When asked, he also commented on Max Verstappen's driving style, which differs greatly from his own, replying:
“You always have to be ready to avoid a collision at all costs, [even] if it means going wide, because at the end of the day you want to see the end of the race, right?”
"If you're stubborn and you hold your ground, you're going to crash. So that's what I've just tried to do. I've tried to make sure I avoid the collision.
"I think I've been pretty decent at it in most scenarios,” - he admitted- “ Because you can't always get it perfect, but then there's other drivers you drive with who are aggressive and respectful in different ways.
"But he's not the only driver I've raced against that's like this.”

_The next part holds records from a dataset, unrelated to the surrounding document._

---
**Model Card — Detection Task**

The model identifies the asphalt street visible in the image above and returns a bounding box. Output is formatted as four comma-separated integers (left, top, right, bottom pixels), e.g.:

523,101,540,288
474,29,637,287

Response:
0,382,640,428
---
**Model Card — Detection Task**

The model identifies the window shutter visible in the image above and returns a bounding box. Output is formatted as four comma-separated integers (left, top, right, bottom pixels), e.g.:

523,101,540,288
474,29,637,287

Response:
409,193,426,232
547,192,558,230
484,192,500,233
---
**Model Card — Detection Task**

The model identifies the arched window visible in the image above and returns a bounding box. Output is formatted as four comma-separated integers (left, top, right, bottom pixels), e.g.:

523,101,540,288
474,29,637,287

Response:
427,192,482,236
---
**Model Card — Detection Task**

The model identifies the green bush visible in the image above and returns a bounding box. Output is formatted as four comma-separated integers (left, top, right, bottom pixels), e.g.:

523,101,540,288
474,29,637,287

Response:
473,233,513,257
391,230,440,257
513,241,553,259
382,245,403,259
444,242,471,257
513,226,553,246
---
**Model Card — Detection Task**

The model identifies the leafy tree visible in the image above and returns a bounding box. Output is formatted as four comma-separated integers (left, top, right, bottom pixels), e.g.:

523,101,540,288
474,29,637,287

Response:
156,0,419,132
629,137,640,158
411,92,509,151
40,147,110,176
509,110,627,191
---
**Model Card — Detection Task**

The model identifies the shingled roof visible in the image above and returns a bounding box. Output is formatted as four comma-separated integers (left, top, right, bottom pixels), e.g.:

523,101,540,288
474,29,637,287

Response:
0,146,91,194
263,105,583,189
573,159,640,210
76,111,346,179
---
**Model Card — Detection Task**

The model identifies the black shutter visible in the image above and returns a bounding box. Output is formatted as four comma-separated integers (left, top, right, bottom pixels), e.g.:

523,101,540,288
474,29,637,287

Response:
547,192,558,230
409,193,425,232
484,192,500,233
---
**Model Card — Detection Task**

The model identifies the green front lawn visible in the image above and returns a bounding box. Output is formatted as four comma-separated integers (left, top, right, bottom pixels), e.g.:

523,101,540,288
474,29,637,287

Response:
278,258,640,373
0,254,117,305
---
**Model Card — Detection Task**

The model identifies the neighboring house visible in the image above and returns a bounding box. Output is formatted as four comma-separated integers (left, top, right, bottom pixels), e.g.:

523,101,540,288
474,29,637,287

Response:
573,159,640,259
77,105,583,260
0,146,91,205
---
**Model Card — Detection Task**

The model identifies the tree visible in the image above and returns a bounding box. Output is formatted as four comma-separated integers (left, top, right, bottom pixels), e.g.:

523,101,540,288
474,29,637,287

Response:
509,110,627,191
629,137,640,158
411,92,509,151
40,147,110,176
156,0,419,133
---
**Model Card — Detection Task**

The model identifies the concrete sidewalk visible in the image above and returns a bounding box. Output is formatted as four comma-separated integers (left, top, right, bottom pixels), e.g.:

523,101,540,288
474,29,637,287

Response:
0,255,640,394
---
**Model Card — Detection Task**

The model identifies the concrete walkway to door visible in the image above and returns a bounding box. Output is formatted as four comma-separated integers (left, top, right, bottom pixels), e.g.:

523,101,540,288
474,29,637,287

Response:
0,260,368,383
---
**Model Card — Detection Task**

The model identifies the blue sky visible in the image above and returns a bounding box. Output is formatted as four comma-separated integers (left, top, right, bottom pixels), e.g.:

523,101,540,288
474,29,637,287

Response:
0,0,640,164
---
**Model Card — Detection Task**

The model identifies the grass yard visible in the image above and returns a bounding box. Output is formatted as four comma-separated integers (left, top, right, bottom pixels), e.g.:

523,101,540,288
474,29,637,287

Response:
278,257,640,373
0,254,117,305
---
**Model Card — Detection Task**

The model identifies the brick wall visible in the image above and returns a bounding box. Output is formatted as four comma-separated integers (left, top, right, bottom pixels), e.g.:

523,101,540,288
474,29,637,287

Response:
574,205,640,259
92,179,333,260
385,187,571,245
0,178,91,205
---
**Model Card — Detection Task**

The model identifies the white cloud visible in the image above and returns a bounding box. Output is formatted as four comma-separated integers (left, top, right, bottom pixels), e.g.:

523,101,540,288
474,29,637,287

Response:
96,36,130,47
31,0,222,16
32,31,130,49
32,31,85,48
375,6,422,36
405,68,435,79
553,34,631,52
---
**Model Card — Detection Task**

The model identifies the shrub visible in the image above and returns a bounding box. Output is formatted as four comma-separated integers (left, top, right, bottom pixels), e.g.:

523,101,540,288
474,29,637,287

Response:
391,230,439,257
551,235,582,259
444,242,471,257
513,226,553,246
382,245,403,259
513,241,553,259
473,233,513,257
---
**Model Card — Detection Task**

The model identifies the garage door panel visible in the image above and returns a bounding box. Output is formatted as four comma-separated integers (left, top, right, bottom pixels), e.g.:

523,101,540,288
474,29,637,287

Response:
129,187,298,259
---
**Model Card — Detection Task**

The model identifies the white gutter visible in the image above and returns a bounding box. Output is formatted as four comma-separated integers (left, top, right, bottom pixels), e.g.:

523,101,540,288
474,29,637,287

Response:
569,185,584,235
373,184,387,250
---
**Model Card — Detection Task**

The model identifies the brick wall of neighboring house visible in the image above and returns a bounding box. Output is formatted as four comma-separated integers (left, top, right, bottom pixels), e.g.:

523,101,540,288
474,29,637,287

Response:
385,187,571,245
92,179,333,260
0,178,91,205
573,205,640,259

The British champion explained why, according to him, Max Verstappen, as a young driver, like all the drivers of the new generation, has this difference in his approach to driving, compared to the drivers of his generation:
"What I would say is the drivers today, the younger drivers, the tracks the drivers today have grown up on, they all have the big run-off areas," - he said - "Whereas when I started in cars, most of the tracks hadn't got to that point, which was more fun, more risky and you had to drive more, not going over the limit always.
"You had to really build up to it slowly, whereas their generation can go way over the limit and go wide and come back on track. There is less penalty to pay. That's the only real difference,” he stated.
This world championship vaguely resembles that of 2017, fought tightly between Ferrari and Mercedes, even if the battle lasted shortly compared to this year, and Hamilton had baptized the W08 as a "diva" due to the difficulties encountered in bringing the car into the right window.
Mercedes brought back that word this year, already in the winter tests, when the Austrian manager described the W12 as "a little diva".
Lewis Hamilton, in fact, recalled the work done to improve the W12 as well:
“The car has been very, very hard to set up,” – Hamilton admitted – “I can't remember if it was last year or before, Toto would say it was a diva. But this one is a monster of a diva.
“And what we often find, plus we've had less practice time, is that it’s been harder to get the car in the right window, and when you don't get the car in the right window, you just limit your potential.”
“[In Brazil]I got the car exactly where I wanted. And that was like literally hitting the nail on the head. But that's like maybe once or twice we've done that this year.”
“It’s been the hardest car to set up and I’ve done a lot of sim testing. It’s been a rollercoaster ride,” he concluded.